Он скользнул холодным взглядом на Дионисия и его помощников.

– Посадите их! – кивнул он архидьяконам под неодобрительный гул Собора, после чего с хитрым прищуром посмотрел на отца Феону.

– Думаешь, позвал и буду слушать рассказ о праведной жизни отца Дионисия? Ошибаешься! Спрошу тебя о другом, чернец. Когда патриарх Иерусалимский Феофан приезжал в Лавру, не возлагал ли он клобук свой на голову Дионисия со словами: «Будешь первый в старейшинстве по благословению нашему»?

– Истинная правда, Владыко, благословил с молитвой и целовал в уста…

– Так! – нахмурился Иона, обведя взглядом притихший Собор. – Скажи, чернец, а не велел ли патриарх Феофан петь на обоих клиросах: «Спаси, Христе Боже, отца нашего архимандрита Дионисия»?

– Было сие! – согласно кивнул Феона. – Сказал патриарх братии: «Запишите себе, что совершил я над архимандритом, пусть ведомо будет изволение наше грядущим родам!»

– Значит, ты подтверждаешь предерзостное желание архимандрита Дионисия взойти на Патриарший престол? – торжественно заключил митрополит Крутицкий и, не сдержавшись, удовлетворенно хлопнул ладонью по краю стола.

Феона от негодования едва не потерял дара речи, но быстро взял себя в руки.

– Я такого не говорил! – сдержанно ответил он, не обращая внимания на галдеж собравшихся. – Сие обвинение вызвано клеветой и злобными наветами бесчестных людей!
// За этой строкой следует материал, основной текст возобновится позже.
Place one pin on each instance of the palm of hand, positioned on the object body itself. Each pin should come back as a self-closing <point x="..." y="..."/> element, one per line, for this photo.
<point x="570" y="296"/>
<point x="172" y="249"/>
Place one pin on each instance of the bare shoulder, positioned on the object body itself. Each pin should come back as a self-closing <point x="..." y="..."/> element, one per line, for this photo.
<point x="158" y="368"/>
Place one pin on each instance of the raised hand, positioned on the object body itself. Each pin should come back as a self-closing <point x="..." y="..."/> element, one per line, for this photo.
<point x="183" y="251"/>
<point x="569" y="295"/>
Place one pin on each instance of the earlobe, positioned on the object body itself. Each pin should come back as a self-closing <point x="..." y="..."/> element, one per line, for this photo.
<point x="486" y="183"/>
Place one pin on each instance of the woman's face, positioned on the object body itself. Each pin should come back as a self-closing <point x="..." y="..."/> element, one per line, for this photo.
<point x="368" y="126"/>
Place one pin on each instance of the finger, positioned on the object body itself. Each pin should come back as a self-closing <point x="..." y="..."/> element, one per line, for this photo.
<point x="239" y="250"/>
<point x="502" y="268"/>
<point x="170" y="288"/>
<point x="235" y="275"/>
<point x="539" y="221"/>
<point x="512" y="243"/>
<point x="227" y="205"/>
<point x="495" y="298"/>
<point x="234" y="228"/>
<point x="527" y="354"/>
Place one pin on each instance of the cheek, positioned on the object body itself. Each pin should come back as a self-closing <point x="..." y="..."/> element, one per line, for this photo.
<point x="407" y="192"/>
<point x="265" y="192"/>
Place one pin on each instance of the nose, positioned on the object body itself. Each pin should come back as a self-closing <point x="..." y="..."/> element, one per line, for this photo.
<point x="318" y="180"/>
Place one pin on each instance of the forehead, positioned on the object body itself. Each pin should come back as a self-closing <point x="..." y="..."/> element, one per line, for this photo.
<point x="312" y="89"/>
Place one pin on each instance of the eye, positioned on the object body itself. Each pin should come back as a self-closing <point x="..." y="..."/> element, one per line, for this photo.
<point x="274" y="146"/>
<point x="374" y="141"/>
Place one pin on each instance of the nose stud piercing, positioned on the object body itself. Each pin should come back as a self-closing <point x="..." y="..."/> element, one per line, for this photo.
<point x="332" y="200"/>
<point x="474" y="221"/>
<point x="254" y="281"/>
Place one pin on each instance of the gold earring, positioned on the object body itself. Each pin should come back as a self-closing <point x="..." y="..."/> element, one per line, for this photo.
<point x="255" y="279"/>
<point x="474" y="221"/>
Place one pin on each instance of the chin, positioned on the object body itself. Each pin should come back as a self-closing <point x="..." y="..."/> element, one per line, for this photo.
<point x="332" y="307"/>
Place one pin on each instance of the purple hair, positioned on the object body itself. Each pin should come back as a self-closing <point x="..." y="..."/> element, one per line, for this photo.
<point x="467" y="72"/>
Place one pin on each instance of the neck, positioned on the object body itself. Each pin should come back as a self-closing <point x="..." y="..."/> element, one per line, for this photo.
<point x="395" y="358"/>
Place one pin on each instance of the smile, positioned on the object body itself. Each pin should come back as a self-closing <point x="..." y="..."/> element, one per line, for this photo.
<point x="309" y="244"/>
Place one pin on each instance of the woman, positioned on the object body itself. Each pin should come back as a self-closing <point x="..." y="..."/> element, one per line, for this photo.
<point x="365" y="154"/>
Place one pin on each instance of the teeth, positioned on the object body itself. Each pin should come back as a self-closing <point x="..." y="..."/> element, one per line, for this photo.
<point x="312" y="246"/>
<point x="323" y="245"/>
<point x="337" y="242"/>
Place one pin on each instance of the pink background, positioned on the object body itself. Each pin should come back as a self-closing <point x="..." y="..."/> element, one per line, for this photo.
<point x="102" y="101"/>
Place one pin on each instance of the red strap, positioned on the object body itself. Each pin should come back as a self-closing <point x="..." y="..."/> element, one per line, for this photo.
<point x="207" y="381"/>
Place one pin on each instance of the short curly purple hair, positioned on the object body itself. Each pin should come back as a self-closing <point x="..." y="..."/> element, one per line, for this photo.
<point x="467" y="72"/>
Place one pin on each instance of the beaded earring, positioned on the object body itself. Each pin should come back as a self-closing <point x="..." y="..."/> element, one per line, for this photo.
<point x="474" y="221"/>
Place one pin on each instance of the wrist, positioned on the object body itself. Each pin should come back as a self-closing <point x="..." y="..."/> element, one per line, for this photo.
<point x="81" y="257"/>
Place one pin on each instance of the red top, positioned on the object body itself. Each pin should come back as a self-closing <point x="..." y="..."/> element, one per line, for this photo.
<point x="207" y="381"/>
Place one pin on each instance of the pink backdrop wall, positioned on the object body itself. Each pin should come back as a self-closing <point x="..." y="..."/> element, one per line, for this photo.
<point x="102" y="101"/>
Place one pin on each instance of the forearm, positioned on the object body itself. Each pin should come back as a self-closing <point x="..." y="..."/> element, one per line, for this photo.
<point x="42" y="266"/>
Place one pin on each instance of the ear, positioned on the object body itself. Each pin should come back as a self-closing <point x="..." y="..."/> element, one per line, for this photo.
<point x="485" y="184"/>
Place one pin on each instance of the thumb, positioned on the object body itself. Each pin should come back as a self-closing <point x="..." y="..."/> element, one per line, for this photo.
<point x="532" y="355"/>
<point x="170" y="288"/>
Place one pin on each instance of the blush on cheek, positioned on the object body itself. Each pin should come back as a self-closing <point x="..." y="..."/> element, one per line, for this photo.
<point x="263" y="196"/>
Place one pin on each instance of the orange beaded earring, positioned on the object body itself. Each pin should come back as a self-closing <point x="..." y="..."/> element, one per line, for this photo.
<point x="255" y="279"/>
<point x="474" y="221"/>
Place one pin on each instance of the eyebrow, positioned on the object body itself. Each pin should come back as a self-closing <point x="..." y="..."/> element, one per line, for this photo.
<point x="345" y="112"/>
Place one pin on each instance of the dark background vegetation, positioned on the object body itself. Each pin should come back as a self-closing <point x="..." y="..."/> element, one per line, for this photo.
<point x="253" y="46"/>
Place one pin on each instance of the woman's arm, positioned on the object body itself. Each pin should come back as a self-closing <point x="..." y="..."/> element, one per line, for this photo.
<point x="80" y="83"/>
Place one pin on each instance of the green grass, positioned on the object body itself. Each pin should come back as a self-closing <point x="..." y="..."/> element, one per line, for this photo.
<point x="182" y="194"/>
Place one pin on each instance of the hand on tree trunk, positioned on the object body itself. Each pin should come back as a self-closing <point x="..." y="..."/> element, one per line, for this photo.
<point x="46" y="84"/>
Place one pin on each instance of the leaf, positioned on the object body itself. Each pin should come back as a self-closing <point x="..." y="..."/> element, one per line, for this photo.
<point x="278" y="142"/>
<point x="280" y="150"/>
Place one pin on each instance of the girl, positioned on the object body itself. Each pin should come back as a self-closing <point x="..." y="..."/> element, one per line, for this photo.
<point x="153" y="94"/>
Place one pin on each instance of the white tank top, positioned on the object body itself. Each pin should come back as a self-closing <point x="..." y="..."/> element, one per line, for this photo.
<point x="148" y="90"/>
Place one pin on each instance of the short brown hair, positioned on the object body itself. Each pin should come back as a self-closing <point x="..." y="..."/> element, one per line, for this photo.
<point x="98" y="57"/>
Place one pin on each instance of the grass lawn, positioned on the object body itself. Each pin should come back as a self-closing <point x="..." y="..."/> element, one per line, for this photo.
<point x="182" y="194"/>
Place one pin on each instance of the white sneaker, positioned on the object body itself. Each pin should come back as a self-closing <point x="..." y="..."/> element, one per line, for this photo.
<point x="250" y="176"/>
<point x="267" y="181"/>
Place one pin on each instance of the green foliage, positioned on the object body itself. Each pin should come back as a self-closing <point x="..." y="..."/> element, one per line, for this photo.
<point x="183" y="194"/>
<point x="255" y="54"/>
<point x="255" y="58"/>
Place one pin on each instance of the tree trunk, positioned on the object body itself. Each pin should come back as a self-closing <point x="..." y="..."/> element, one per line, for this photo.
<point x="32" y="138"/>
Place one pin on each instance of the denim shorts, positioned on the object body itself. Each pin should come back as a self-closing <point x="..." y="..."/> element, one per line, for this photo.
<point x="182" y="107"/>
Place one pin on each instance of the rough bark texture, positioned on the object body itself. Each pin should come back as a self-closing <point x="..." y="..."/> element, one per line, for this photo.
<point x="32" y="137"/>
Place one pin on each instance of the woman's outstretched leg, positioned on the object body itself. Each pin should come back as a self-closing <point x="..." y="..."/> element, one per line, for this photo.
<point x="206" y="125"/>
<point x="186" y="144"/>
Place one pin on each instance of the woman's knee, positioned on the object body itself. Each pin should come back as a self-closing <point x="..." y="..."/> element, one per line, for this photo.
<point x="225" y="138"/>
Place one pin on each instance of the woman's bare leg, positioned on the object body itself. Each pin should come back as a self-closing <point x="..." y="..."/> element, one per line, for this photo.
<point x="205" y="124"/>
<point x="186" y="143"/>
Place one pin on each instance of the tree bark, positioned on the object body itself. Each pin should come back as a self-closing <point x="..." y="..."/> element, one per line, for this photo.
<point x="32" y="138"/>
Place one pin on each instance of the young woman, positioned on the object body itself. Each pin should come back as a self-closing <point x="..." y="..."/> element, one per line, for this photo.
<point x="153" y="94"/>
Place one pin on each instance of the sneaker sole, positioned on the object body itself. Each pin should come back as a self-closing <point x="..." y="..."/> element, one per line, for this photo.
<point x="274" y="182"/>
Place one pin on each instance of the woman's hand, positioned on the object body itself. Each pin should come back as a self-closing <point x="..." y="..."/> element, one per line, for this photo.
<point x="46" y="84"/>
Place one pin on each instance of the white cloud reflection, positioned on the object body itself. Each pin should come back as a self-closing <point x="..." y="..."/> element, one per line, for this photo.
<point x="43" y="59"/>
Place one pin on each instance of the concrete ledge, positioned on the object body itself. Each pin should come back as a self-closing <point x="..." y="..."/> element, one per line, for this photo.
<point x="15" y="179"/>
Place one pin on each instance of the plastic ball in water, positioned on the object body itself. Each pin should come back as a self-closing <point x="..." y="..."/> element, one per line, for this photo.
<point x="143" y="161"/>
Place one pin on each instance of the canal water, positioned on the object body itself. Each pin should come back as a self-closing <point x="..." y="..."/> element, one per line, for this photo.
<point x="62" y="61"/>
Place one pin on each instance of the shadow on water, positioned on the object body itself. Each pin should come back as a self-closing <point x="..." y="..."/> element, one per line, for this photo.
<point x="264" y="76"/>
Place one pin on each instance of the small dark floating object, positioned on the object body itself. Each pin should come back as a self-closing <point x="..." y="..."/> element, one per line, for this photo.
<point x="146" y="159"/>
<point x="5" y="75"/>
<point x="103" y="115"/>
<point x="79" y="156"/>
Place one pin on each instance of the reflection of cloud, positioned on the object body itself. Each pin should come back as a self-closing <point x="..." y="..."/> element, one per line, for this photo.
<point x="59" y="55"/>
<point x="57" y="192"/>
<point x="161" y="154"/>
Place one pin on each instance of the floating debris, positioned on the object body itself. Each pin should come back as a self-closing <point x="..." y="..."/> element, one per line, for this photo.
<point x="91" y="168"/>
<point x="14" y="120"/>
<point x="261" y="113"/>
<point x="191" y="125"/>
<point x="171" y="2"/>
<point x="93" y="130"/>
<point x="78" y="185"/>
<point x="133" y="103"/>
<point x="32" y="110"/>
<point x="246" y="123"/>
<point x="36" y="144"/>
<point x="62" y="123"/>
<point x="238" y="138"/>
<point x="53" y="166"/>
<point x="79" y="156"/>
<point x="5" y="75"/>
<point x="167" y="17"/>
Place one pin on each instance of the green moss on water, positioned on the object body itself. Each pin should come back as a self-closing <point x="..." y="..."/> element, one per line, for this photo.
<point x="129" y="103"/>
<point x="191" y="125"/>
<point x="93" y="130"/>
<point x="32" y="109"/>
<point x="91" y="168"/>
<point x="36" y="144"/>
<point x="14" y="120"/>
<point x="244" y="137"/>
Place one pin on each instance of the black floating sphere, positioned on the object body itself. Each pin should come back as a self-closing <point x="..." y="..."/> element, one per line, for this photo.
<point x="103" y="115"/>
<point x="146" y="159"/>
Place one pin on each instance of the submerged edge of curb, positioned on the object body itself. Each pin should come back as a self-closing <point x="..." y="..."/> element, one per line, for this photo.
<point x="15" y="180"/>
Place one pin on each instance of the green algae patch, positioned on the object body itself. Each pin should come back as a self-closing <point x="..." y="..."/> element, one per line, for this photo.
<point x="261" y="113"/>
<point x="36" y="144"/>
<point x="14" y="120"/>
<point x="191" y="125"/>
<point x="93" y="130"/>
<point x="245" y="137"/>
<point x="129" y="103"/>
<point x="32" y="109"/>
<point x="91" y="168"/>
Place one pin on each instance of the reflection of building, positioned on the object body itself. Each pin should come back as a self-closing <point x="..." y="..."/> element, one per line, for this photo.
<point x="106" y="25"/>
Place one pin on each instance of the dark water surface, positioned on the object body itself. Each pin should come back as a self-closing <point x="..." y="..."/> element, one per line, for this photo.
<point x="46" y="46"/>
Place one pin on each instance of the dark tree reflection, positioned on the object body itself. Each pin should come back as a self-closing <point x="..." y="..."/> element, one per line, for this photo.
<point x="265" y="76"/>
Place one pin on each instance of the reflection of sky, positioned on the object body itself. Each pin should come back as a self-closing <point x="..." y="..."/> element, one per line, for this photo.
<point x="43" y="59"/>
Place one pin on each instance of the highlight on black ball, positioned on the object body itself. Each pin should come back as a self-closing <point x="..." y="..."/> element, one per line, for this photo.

Митрополит криво усмехнулся в седую бороду и поднял со стола несколько писем.

– Тайные грамоты показать? Смотри вот!

На этот раз ответить митрополиту Феона не успел.

– Всё вранье! – раздался за его спиной полный возмущения голос Афанасия, не сдержавшего переполнявших его чувств. – Доносы – дело рук келаря Алексашки Булатникова, который давно на архимандрита зуб точит.

Афанасий погрозил опешившему от неожиданности келарю огромным крестьянским кулаком.

– Менял, поганец, пустые вотчины на жилые монастырские, на чем и пойман был. Дионисий тогда Алексашку пожалел, не сообщил царю, а келарь отблагодарил его изветом подлым!

– Ты чего брешешь, облом сиволапый? Плетей захотел? – заревел обиженный келарь, вскакивая с места с поднятым над головой посохом, но, рассудительно глядя на увесистые, покрытые редкой рыжей щетиной кулаки инока Афанасия, никаких действий не предпринял.

Даже его верные прислужники, троицкие иноки головщик[23] Лонгин и уставщик[24] Филарет, отличавшиеся среди остальной братии особой дерзостью, невежеством и необузданностью нрава, ограничились потоком злобных ругательств в адрес строптивого чернеца. Тем временем Афанасий, не на шутку закусивший удила, успокаиваться тоже не собирался.

– Нечего меня пугать, – грозно рычал он на келаря и его людей. – У меня на голове две росписи от латынянских сабель да в теле шесть свинцовых памяток от мушкетов. Пока вы, пердуны толстобрюхие, на Соловках отсиживались, я на войне кровь проливал!

19

Девять часов утра.

20

Миряне, помогающие священнослужителям в алтаре.

21

Монах низшей степени пострига, готовящийся к принятию малой схимы.

22

Разновидность парчи.

23

Чин церковнослужителя, возглавлявшего певчих на клиросе.

24

Церковнослужитель, наблюдающий за порядком богослужения по уставу.